Speaker
Description
We propose an ultra-fast silicon detector (UFSD) with time resolution a factor 10 better than what is possible today, which will establish a new paradigm for space-time particle tracking. Presently, precise tracking devices determine time quite poorly while good timing devices are too large for accurate position measurement. This fact is imposing severe limitations on the potential of many applications ranging from medical PET to mass spectroscopy or particle tracking. We plan to develop a single device able to concurrently measure with high precision the space (∼10 μm) and time (∼10 ps) coordinates of a particle.
This research is poised to open up a range of new opportunities for applications that benefit from the combination of position and timing information. For example, UFSD allows obtaining sharper PET images, 3D camera and robotic vision, monitoring more accurately the dose delivered in cancer treatment and improving particle tracking in High-Energy physics experiments.

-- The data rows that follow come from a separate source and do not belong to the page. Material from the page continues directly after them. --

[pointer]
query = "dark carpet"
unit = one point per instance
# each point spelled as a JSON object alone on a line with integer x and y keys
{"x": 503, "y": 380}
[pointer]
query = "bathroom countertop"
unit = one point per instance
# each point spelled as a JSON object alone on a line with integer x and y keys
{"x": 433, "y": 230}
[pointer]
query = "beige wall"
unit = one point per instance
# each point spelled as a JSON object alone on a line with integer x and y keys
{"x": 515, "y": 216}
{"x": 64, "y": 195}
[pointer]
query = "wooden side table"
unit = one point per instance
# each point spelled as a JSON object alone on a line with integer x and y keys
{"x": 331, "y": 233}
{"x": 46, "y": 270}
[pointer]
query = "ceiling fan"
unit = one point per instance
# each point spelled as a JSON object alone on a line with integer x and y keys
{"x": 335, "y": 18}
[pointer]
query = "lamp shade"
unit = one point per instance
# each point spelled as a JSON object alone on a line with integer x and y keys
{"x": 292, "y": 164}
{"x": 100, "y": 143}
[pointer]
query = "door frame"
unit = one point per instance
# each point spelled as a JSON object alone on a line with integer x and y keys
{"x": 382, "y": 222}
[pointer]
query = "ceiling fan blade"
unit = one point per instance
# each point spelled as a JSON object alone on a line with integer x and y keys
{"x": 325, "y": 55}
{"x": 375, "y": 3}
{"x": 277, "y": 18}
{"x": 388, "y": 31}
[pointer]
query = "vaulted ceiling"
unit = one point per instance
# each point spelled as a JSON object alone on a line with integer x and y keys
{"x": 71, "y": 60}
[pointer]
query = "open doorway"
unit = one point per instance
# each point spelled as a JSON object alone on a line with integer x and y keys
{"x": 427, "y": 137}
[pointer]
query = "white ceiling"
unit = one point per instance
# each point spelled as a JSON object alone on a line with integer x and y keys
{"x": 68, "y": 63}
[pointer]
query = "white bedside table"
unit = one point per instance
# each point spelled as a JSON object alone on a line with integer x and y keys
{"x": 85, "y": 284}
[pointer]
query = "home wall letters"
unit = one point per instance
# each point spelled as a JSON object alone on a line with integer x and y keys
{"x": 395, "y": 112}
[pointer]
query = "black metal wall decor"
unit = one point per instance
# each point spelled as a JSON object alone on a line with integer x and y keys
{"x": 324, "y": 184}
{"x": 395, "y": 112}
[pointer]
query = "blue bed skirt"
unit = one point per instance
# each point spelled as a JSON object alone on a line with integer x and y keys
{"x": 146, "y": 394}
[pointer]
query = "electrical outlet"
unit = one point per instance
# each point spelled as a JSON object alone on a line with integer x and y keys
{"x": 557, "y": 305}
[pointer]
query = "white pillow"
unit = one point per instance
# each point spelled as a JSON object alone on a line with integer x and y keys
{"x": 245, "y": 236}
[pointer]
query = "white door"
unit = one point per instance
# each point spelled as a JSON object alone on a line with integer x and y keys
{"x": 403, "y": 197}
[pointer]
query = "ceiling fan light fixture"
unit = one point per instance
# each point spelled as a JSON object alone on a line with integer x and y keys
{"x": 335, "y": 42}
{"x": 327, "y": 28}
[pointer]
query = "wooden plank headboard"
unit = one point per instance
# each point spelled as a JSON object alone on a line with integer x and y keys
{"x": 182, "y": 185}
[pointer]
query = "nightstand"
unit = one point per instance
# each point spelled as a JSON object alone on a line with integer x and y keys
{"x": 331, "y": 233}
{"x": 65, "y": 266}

Since UFSD are extremely thin, they will make use of the internal charge multiplication in silicon sensors; a recent very active field of investigations within the CERN based RD50 collaboration.
The core of our project is to design a thin sensor with an innovative doping profile that achieves charge multiplication without having electric breakdown. The silicon sensors will be based on the technology of Low Gain Avalanche Detectors (LGAD) developed by CNM-CSIC while the Application-Specific Integrated Circuits (ASIC) solution is the natural choice for the read-out electronics of the UFSD system. Such a solution will benefit from the performances of the most advanced technologies (based on the 65 nm node) both in terms of circuit density (for space resolution) and of circuit speed (for time resolution).